Abstract Co-precipitated nanoaggregates (NAs) of small-molecule hydrophobic drugs have been widely used as carrier-free drug co-delivery systems, but how to construct stable NAs for potential co-delivery of combination drugs has been remaining unclear. Herein, we performed such investigation using our previously reported fluorescence resonance energy transfer (FRET) method, which was based on the fluorescent hydrophobic drugs of camptothecin (CPT), curcumin (CUR), and their lipophilic derivatives containing different alkyl chains. It is shown that unmodified CPT and CUR failed to form stable co-assembling NAs.
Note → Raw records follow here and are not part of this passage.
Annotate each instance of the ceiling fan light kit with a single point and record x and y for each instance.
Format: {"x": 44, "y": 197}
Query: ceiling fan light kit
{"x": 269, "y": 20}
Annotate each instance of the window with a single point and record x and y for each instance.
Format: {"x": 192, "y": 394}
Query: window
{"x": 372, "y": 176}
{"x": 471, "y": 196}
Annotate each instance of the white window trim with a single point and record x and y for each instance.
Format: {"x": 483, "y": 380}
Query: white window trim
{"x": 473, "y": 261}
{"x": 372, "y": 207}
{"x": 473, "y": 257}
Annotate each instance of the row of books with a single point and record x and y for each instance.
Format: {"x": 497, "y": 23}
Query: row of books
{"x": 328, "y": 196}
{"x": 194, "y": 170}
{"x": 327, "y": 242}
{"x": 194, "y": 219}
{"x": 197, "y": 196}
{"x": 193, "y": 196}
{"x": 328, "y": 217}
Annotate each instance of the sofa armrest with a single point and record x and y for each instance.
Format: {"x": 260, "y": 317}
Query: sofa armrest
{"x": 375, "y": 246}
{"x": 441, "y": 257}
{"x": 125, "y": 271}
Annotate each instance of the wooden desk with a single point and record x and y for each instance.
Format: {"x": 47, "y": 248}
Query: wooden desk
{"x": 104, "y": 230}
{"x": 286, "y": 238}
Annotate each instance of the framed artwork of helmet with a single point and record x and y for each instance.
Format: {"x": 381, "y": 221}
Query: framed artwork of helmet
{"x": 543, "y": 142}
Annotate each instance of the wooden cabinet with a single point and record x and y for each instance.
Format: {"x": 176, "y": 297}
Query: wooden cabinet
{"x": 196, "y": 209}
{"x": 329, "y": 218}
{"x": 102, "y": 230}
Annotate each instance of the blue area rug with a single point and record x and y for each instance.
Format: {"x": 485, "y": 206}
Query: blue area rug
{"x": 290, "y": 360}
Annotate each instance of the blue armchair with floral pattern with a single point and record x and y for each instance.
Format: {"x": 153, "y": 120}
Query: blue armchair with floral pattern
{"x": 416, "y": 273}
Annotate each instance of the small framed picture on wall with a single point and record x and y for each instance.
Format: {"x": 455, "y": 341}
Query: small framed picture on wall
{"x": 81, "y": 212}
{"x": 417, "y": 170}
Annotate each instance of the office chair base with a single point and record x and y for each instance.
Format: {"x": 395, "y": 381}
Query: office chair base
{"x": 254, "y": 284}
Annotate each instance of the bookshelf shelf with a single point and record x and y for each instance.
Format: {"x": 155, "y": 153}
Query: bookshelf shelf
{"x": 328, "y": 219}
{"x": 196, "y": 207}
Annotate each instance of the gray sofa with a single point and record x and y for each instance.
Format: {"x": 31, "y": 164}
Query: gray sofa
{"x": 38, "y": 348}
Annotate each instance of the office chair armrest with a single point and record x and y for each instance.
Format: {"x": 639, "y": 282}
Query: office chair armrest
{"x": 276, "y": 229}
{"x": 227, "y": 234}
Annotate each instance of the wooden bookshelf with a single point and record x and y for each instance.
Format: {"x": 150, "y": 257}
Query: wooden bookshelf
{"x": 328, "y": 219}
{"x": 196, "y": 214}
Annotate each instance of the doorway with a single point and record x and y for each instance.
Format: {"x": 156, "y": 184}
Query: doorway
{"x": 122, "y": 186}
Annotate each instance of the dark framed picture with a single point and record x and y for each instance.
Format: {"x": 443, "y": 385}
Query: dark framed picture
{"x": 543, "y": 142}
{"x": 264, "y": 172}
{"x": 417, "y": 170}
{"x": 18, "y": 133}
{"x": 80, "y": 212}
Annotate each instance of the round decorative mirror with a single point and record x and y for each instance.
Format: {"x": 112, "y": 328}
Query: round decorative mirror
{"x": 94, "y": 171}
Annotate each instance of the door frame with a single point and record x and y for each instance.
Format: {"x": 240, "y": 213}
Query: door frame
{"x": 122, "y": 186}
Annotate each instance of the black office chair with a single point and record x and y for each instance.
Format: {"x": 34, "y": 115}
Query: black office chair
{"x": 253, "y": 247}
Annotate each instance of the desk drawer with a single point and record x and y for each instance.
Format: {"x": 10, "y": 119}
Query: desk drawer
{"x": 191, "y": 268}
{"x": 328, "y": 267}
Increasing hydrophobicity of one drug by conjugating an alkyl chain could promote the co-assembling ability of CPT and CUR, but the resulting NAs were very unstable and undergone a burst disassembly in the plasma. Only simultaneously enhancing the hydrophobicity of CPT and CUR could obtain stable co-assembling NAs. These results highlighted the co-assembly and disassembly of NAs formed by various hydrophobic drugs, which can effectively guide the design of co-assembling small-molecule drug co-delivery systems with high stability to resist the dilution of blood after intravenous injection.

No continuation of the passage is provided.